Steven Lewis Graff is a pianist and teacher of music in Spartanburg, South Carolina.

==Early years and education==

Bill Clinton congratulates Steven Graff after a piano performance.

Steven Graff was born in Chicago where he studied piano with the late Eloise Niwa and made his debut as a soloist with The Chicago Symphony Orchestra. He went on to study at The Juilliard School as a Petschek Scholarship student, where his teachers included Adele Marcus, Beveridge Webster and Herbert Stessin. He received a Doctorate of Musical Arts from The Graduate School of CUNY, with a doctoral thesis entitled Chopin performance tradition and its relationship to analysis. In 1986 he was a winner of the Juilliard School's eighth annual Gina Bachauer International Piano Scholarship Competition.

==Performer==
Steven Graff has toured Norway, Japan and throughout the United States and Europe. He was a prizewinner in The Casadesus and Stravinsky International Competitions.
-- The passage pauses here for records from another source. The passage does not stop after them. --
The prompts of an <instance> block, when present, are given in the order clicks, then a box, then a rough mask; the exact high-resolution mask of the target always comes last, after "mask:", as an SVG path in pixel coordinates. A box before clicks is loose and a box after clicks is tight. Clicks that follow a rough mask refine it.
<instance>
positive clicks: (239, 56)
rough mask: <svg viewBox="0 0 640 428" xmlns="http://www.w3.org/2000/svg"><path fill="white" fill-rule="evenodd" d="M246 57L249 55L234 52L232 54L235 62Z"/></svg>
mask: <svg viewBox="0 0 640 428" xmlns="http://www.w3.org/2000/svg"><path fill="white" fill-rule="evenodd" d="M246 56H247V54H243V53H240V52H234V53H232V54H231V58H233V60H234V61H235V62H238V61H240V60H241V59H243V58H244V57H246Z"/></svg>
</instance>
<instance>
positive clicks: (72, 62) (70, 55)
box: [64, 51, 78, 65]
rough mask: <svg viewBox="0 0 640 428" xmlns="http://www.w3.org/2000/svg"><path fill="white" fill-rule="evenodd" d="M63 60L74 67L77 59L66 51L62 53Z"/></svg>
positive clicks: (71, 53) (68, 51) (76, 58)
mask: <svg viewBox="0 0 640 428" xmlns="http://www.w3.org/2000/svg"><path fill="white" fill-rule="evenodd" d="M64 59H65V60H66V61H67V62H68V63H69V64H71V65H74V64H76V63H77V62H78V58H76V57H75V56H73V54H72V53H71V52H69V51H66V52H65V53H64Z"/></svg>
He has given performances at Zankel, Weill and Stern Auditoriums at Carnegie Hall, and the Kaye Playhouse and Lang Hall at Hunter College, Alice Tully Hall and Merkin Hall in New York City, and his performances have been broadcast on New York radio stations WQXR and WNCN, and Chicago's WFMT. Graff has premiered new music and recorded contemporary works on the Centaur Records and Capstone Records Labels. Solo Concerto performances include the Hunter Symphony, The University of Arizona Orchestra at Flagstaff, The New York Symphonic Arts Ensemble, The Chicago Symphony Orchestra, The Chicago Chamber Orchestra, The Skokie Valley Symphony and The Northshore Philharmonia. He has given lecture/recitals at The Gina Bachauer International Piano Foundation and at The Aloha International Piano Festival in Hawaii. Steven Graff is a Steinway Artist.

==Teacher==
Dr. Graff served on the faculty at New York's Hunter College and at The Macaulay Honors College of The City University of New York. In fall 2020 he joined the faculty of the Petrie School of Music at Converse University in Spartanburg, South Carolina, as a full-time Professor of Piano.